2.5. 選手生活の晩年 (1894-1896)
ブルックリンから放出された後、クレーンはトロント、プロビデンス、そしてロチェスターでプレーした。1896年シーズンが彼の最後のシーズンとなり、ロチェスターでプレーしたが、「失敗に終わったものの、シーズンを全うした」という。彼の死亡記事によると、「彼の腕はひどい状態」であり、ロチェスターから放出された。その後、スプリングフィールドに拾われたが、「状況は改善しなかった」という。彼はロチェスターで数試合の審判を務めたが、リーグ会長によって解雇された。
3. 死
選手としてのキャリアを終えた後、34歳になったクレーンは人生の最後の数週間を「各地を転々としながら」雑用をこなし、「酒をますます深く飲む」日々を送った。彼の死の前日、彼はニューヨーク州のロチェスターにあるホテルの一室を翌日までに立ち退くよう通知された。彼は一日中ひどく酒を飲んでおり、就寝する際には「非常に陰鬱な様子」であったという。翌朝、クレーンはベッドの中で死亡しているのが発見された。

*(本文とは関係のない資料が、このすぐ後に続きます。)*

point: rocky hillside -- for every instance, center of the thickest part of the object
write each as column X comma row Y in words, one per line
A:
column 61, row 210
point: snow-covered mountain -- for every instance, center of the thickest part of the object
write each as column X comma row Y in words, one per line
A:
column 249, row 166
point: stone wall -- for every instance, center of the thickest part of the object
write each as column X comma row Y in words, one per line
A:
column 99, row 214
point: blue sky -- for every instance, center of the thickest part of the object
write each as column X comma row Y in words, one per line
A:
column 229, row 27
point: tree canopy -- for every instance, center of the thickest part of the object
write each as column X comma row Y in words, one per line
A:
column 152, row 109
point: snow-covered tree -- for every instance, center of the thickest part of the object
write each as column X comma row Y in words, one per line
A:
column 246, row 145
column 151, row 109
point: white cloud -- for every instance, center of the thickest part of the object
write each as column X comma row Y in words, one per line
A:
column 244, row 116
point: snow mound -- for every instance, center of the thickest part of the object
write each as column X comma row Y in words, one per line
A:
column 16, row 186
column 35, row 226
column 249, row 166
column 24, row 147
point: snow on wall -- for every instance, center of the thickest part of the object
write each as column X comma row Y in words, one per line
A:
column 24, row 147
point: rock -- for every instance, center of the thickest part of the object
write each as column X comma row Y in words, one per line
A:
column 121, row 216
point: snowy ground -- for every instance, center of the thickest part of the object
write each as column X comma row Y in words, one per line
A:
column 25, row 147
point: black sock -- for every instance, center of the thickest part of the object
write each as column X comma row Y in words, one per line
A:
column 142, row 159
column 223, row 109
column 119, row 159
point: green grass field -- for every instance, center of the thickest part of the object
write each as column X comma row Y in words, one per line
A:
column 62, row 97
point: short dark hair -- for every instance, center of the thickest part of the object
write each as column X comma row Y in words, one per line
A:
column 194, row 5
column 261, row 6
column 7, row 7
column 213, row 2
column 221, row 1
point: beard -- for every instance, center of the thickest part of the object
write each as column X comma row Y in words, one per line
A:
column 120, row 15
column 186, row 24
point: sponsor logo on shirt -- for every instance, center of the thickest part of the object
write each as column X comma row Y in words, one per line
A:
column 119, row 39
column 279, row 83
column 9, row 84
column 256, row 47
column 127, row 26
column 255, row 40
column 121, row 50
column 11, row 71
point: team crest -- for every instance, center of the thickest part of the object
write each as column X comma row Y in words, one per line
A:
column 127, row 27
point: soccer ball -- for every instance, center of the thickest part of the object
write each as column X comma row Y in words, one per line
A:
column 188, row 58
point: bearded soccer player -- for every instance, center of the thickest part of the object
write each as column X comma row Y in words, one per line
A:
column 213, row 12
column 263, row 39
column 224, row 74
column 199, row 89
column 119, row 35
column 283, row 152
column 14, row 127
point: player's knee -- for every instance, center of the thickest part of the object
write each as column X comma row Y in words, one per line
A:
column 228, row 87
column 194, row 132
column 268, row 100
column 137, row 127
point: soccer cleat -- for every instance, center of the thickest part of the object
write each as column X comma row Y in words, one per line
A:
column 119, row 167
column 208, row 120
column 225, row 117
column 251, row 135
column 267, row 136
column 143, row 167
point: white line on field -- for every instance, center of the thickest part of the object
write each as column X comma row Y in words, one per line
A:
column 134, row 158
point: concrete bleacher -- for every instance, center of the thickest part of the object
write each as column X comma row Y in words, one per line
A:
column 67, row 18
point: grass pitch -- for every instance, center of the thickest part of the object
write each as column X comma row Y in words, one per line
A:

検視官による検死が行われ、公式な死因は「クロラール水和物の神経症用処方薬の偶発的な過剰摂取による死亡」とされた。しかし、検視官の判断にもかかわらず、他の人々はクレーンが酸を飲んで自殺したと報じた。この死因を巡る見解の相違は、当時の医療知識の限界と社会的な認識の不確かさを反映している。クレーンには妻と子供が残された。
4. 文学における再評価
1996年、カナダの詩人ブルース・メイヤーは、詩集『グッドバイ・ミスター・スポルディング』を出版した。この詩集には「サンライト・パーク」と題された物語が収録されている。「サンライト・パーク」はトロント初の野球場の名前である。メイヤーはこの物語の中で、1887年にトロント・メープルリーフスを初の野球優勝に導いたキャノンボール・クレーンの活躍と、その1世紀後、悲しみに暮れる父親がキャノンボールの死を取り巻く出来事を解き明かそうとする姿を描いている。10代の息子の死を受け入れられない父親は、代わりにクレーンの最期の秘密を解明しようとする。真実を知りたいという彼の願望は、時間を超えてキャノンボールとの想像上の出会いを実現させる。彼らの「インタビュー」はクレーンの明らかな自殺の謎を解き明かし、父親が息子の死を受け入れる助けとなる。